It is interesting to highlight the coincidence of the bimodal distribution between the macro variables and the indexes. There is a slight difference on the mass around each mode that is a consequence of having several macro variables, but the bimodal pattern is obvious. A potential weakness of this result is that some events may have taken place at the same time as the structural breaks (for example liquidity issues or wars) and the results may be misleading, but we can clearly observe some relationship between commodity prices and the external sector of the countries in the area.

Another way of visualizing the relationship between breaks of commodities and macro variables is counting by year and by country how many macro variables had a break and whether it is contemporary or not with a commodity index break. These results can be observed in the following table.

Table 1

Table 1 highlights the fact that almost every country in the region exhibited a contemporaneity event with a commodity index during the period analyzed (except Venezuela). Similar tables can be obtained for the different break’s methodologies using the tables in the appendix, achieving similar results.

Several figures and tables obtained from the structural break tests are shown in the appendix. After the graphs where the bimodal distribution is present we can see tables detailing by country and by year which macro series were contemporary with which commodity series. The last table lists all the breaks for each variable, by test, and specifies year and significance (KP establishes suggested breaks).
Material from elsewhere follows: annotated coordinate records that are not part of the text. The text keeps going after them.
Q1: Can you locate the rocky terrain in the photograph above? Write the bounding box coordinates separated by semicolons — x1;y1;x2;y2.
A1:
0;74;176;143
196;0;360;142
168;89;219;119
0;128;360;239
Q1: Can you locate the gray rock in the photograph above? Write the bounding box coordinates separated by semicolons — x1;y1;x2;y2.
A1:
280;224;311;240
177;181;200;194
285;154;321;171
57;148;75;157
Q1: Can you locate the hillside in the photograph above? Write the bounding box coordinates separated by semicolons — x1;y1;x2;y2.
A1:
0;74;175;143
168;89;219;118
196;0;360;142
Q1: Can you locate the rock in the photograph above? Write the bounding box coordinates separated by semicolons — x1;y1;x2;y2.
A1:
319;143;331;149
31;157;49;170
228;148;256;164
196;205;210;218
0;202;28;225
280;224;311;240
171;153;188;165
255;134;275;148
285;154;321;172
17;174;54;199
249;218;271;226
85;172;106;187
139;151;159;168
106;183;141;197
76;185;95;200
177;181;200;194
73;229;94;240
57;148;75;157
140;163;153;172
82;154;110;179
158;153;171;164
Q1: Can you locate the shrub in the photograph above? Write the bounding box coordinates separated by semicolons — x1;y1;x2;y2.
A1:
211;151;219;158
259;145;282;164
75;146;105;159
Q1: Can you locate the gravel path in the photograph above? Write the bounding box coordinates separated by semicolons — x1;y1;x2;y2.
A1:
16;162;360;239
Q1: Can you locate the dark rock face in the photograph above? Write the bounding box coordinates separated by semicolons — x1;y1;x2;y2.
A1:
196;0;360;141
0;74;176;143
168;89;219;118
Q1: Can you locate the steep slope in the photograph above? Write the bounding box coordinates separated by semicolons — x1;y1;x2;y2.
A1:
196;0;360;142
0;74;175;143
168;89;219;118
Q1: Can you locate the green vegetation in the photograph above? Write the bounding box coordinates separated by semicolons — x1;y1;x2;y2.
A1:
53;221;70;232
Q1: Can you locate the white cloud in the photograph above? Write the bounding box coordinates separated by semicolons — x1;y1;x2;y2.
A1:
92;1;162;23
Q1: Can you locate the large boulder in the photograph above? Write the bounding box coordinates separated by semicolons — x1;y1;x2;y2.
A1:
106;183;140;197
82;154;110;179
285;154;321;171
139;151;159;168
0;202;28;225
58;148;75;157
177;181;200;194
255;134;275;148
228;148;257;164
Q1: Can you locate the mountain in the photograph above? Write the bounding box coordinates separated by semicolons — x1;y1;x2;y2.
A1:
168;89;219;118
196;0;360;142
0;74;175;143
A couple of facts are present in the tables. First, the breaks follow a bimodal distribution as stated before. Moreover there are almost no breaks on the 50s, 60s and 90s. This is even more extreme for the commodities: apart from a suggested break on 1988 there are no breaks outside the 70s and the first decade of the 21th century. This information is available on Tables A.6 to A.10.

Regarding the contemporaneity Tables (A.1 to A.5), it can be seen a discrepancy of results depending on the test considered (we do not consider contemporaneity between tests). Using ZA with intercept and ZA with trend there are many coincidences between the breaks of soya and energy and some cases among metals and not energy. In most of the countries these breaks coincide with breaks on the trade balance and on the current account and in some cases they are also contemporary with breaks on the exports.

In the case of ZA with intercept and trend not energy becomes irrelevant while energy and agriculture have many cases of contemporaneity. Also, for the case of energy, there are cases where up to three macro variables are contemporaneous with the break.

Metals become extremely relevant for the BP test, mainly by being contemporaneous with the trade balance and the current account.

Finally, the KP test (presumably the most powerful given it is more modern) finds many cases of contemporaneity, mainly in agriculture and energy and a few on soya. Moreover, it is important to highlight that this test finds that the commodities breaks are contemporaneous in some cases with the four macro variables chosen in this paper.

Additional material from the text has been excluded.